Le cose naturali sono prodotte da Dio, l’uomo non ne conosce le cause e quindi delle cose naturali
l’uomo può conoscere solo gli effetti. Parte dagli effetti per capire le cause probabili . quindi per le
cose naturali, l’uomo compie un ragionamento basato su dimostrazioni a posteriori ( cioè dagli
effetti alle cause).

Il materialismo

Secondo Hobbes, quindi, le scienze possono studiare solo I CORPI, ciò che è esiste. Quindi su
questa concezione, si parla del materialismo di Hobbes. Per Hobbes tutto è corpo. Anche le
sensazioni sono corpo perché sono in movimento. Anche l’anima pensante è corpo perché è in
movimento.
Quindi tutto è corpo e il movimento è l’unico principio di spiegazione di tutti i fenomeni naturali.

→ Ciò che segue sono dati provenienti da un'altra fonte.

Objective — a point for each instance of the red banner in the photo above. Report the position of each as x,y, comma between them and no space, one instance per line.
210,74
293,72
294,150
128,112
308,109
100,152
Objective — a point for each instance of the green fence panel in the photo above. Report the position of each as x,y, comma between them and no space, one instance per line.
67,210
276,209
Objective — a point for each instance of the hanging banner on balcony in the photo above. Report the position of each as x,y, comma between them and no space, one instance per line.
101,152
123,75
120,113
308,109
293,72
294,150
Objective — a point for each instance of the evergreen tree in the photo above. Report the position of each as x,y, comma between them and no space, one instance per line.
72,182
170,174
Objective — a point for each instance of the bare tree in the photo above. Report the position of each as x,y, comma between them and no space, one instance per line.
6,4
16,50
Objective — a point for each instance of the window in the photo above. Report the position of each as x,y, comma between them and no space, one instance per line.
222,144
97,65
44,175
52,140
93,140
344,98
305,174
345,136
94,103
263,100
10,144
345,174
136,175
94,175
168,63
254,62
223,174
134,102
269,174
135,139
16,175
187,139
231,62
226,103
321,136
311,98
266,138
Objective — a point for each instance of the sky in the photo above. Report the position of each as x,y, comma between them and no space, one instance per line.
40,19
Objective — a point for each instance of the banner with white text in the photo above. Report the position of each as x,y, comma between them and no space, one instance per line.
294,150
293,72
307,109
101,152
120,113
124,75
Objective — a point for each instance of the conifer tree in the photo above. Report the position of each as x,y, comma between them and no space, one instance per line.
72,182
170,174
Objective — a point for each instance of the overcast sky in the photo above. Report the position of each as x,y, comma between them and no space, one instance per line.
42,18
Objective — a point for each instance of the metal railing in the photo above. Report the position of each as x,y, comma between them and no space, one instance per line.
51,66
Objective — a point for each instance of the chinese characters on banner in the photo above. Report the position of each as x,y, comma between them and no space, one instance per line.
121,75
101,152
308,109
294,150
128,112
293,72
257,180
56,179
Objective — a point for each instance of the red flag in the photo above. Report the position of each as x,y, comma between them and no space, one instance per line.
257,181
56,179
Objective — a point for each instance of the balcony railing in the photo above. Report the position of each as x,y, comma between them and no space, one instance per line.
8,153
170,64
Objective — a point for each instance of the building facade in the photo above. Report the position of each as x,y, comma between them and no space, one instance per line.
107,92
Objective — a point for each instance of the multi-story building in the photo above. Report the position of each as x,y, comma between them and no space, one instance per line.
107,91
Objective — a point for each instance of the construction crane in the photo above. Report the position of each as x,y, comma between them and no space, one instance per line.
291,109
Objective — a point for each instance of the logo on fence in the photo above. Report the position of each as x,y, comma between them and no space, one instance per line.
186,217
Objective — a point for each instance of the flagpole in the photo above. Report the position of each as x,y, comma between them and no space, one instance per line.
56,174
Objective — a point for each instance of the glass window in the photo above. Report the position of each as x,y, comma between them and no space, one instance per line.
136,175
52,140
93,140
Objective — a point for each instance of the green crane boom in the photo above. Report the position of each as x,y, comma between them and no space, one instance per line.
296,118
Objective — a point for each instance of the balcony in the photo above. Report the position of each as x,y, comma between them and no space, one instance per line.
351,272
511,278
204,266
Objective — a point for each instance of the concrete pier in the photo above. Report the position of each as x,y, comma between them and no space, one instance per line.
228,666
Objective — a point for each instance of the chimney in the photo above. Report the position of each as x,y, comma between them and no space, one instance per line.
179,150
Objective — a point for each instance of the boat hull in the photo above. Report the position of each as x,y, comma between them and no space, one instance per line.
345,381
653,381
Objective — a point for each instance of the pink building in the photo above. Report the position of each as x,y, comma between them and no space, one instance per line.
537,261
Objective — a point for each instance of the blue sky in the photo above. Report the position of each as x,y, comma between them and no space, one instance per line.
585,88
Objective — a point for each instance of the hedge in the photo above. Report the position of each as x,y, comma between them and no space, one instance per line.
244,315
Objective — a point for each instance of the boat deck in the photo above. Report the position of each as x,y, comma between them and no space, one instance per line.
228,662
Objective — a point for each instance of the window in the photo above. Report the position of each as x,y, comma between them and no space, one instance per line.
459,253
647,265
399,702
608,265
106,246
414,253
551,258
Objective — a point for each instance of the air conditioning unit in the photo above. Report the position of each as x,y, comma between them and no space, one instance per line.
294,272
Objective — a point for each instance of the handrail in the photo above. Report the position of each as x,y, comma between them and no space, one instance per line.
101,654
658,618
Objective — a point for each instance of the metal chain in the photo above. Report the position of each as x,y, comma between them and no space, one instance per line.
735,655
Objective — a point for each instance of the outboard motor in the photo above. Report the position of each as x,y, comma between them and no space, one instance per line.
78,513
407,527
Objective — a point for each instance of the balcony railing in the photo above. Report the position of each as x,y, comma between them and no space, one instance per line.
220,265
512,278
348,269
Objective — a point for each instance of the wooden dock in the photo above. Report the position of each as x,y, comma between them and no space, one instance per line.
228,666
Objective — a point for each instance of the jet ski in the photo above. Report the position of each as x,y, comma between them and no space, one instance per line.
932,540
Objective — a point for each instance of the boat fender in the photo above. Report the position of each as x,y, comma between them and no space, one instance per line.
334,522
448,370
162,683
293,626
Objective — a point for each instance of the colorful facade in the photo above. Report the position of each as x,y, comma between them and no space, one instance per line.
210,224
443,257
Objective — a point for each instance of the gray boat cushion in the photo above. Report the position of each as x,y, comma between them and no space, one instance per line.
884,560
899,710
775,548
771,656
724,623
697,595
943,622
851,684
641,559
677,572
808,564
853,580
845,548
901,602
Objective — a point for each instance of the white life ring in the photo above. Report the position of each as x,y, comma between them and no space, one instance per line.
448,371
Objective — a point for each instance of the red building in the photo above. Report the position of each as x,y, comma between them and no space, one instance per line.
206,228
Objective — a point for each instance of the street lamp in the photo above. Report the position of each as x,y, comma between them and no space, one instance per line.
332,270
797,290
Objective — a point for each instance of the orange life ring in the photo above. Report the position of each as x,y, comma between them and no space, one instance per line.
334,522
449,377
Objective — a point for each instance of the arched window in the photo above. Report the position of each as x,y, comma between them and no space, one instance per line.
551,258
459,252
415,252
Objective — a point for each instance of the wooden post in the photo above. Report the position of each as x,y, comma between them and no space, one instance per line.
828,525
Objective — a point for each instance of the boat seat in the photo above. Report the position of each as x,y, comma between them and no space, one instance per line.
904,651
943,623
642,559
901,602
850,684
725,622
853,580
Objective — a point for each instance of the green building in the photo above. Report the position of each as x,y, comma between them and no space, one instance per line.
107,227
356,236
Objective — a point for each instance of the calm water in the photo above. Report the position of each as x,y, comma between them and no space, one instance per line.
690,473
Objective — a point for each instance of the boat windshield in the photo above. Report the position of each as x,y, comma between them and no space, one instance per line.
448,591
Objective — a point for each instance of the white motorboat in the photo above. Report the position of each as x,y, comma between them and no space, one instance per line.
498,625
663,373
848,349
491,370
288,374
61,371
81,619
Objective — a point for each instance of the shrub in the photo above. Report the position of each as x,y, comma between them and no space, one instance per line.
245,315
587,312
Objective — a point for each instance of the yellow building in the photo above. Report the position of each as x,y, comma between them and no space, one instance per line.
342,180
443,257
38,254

Per Hobbes, la filosofia (scienza dei corpi) si divide in:

- Filosofia naturale: che studia i corpi naturali


- Filosofia civile: che studia i corpi artificiali e comprende l’etica e la politica

Esiste, oltre a queste due filosofie, la filosofia prima che ha lo scopo di chiarire gli attributi
fondamentali di tutti i corpi.

Il materialismo etico

Si chiama bene ciò che si desidera e male ciò che si odia. Sia il bene che il male provocano
movimenti nella nostra vita perché il bene ci procura piacere, il male ci procura dolore.

Quando noi ci troviamo a decidere se agire bene o agire male ci troviamo in uno stato di
deliberazione, che determina la nostra volontà di agire o non agire.

Quando noi prendiamo una decisione, all’inizio stiamo in pace ma poi ritornano i dubbi: quindi non
esiste un SOMMO BENE E NON SI PUò RAGGIUNGERE UN FINE ULTIMO NELLA VITA.